Back with a bang
In spite of four consecutive quarters of missed earnings targets, investor appetite for GlaxoSmithKline’s bonds in December 2012 was far from spoiled.
With a £1.4bn dual-tranche offering, split into 15 and 33-year portions, the UK’s biggest drug maker not only scored a size record for the currency in the corporate bond market in the IFR year but also struck a balance between duration and spread, as evidenced by solid secondary market performance.
Leads Deutsche Bank, Goldman Sachs, HSBC and RBS began marketing the paper at Gilts plus 110bp–115bp and plus 105bp–110bp, respectively. Less than 90 minutes later, combined books had exceeded £1.4bn. This allowed guidance to be refined to the 110bp area and the plus 105bp area, each plus or minus 2bp.
Almost no price sensitivity saw orders continue to climb to just north of £2bn, skewed towards the longer piece, before final terms were set at 108bp and 103bp over, for £600m and £800m tranches. At the end of the IFR awards year in November, both parts were trading around 84bp over Gilts.
The 3.375% coupon on the 15-year part represented the lowest for a corporate sterling bond of that maturity ever and the spreads marked the tightest of the year for both maturity buckets in that ratings class (A1/A+) and currency.
Elis Wyn Jones, an origination official at Goldman Sachs, pinned a large part of the success on timing. “The third quarter of 2012 witnessed record corporate bond issuance thanks to a favourable funding environment, with cash technicals remaining strong and the cost of debt near a historical low.
“As we moved towards the end of the year, the performance of new deals in secondary markets remained solid and GSK was able to act swiftly to make the most of this momentum.”

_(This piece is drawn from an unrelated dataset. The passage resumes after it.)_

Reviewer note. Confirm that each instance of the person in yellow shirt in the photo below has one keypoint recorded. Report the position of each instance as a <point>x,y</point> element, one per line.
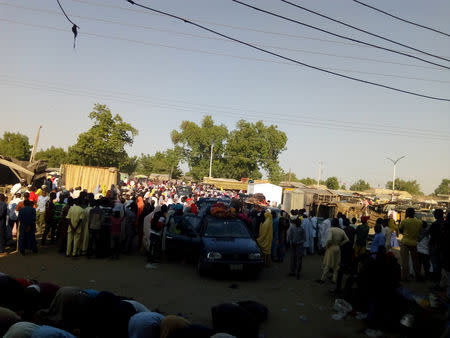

Market observers described the choice of two tenors as strategically intelligent.
At the time, Neil Slee, a syndicate official at Goldman, said the different maturities had helped create pricing tension, spurring demand and enabling the company to sell more bonds than would have been the case with just one tranche.
“In addition, the average yield of the 15-year and the 33-year combined was distinctly lower than what it would have been on, say, the average maturity – a 24-year bond,” said Slee.
Prior to December 2012, GSK had not been in the public sterling bond market since 2008, giving it a degree of rarity value and encouraging a plethora of a accounts – chiefly from the UK but also from Germany, Switzerland and elsewhere in Europe – to take part.
And the transaction had knock-on effects for the company, with market players saying its success was instrumental in paving the way for GSK’s US$3bn multi-part offering that printed in March.